На острове Колибрия
– Предпринять? – переспросил Билли, отодвигая хозяина в сторону. – Прежде всего я намерен ответить за вас на звонок, пока вы прогуляетесь к вашему аптечному шкафику в ванной и приготовите мне что-нибудь для головы: она у меня прямо отваливается.
Он взял трубку.
Доббинс пристально посмотрел на него, помедлил, потом принял решение и вышел исполнить просьбу Билли.
– Алло! – проговорил Билли.
Он оглянулся через плечо. Все обстояло благополучно: Доббинс ушел в ванную и закрыл за собой дверь.
– Это мистер Фредерик Доббинс? – спросил голос с другого конца провода. – Могу я говорить с мистером Фредериком Доббинсом?
Копперсвейт заговорил тихим басом знатока телефонного дела:
– Да, с вами говорит мистер Фредерик Доббинс.
– А, благодарю вас! Добрый вечер, мистер Доббинс. С вами говорят из конторы «Объединенной прессы».
Этого Билли и ждал. По этой причине он и командировал Доббинса в ванную. Набравшись духу, Копперсвейт принялся выполнять свой план:
– А, «Объединенная пресса»? Хорошо, хорошо, чем я могу быть вам полезен?
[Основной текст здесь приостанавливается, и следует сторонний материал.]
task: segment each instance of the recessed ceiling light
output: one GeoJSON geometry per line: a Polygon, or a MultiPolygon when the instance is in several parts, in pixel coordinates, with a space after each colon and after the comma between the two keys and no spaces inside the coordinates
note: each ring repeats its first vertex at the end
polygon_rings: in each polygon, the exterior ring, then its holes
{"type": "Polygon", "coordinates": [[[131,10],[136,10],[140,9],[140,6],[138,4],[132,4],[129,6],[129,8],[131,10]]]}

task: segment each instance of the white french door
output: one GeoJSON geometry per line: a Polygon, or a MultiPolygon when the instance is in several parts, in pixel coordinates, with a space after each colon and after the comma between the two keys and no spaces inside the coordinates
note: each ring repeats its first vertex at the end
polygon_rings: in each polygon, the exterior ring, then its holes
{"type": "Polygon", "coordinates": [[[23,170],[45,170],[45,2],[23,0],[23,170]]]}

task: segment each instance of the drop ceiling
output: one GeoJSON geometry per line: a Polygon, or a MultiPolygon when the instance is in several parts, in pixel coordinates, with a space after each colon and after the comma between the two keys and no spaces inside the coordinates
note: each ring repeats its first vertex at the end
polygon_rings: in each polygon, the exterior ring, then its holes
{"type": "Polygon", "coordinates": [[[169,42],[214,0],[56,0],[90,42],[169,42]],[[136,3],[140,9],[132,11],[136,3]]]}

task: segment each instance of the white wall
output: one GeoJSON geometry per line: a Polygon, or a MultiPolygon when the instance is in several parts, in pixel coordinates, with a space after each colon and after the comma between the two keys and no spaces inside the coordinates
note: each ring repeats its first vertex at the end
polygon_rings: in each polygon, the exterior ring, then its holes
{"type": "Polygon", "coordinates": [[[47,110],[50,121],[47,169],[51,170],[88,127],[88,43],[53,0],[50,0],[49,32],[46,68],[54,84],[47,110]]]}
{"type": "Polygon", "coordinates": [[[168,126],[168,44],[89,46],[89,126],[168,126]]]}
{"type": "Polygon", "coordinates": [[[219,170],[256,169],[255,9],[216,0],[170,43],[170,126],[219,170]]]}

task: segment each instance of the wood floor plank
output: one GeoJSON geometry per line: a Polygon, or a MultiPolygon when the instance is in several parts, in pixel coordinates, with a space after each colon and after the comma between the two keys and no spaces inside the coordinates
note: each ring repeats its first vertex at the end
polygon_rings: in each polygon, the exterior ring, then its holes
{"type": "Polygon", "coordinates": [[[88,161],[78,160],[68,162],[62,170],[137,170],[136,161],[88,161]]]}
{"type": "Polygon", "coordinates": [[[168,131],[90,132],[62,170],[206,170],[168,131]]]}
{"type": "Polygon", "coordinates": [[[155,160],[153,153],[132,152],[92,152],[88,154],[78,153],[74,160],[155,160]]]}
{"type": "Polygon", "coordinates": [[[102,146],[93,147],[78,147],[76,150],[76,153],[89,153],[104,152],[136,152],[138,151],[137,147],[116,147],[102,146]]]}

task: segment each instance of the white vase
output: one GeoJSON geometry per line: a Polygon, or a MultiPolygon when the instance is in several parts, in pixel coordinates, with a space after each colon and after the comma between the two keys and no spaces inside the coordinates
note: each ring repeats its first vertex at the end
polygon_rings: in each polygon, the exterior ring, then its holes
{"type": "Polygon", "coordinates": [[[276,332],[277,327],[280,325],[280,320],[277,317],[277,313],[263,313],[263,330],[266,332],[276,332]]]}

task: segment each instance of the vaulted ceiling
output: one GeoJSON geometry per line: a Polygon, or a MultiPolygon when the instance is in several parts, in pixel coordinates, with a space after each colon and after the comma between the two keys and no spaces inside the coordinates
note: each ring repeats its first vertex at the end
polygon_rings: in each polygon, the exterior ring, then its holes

Он старался придерживаться тона, среднего между обычным для Доббинса и тем, какой, по мнению Билли, должен был отличать свежеиспеченного дипломата.
Голос ответил:
– Ваш секретарь, мистер Доббинс, заходил к нам полчаса назад и говорил с нами от вашего имени. Он сказал, что, если мы позвоним вам примерно через полчаса, то у вас, вероятно, будет кое-что сообщить нам.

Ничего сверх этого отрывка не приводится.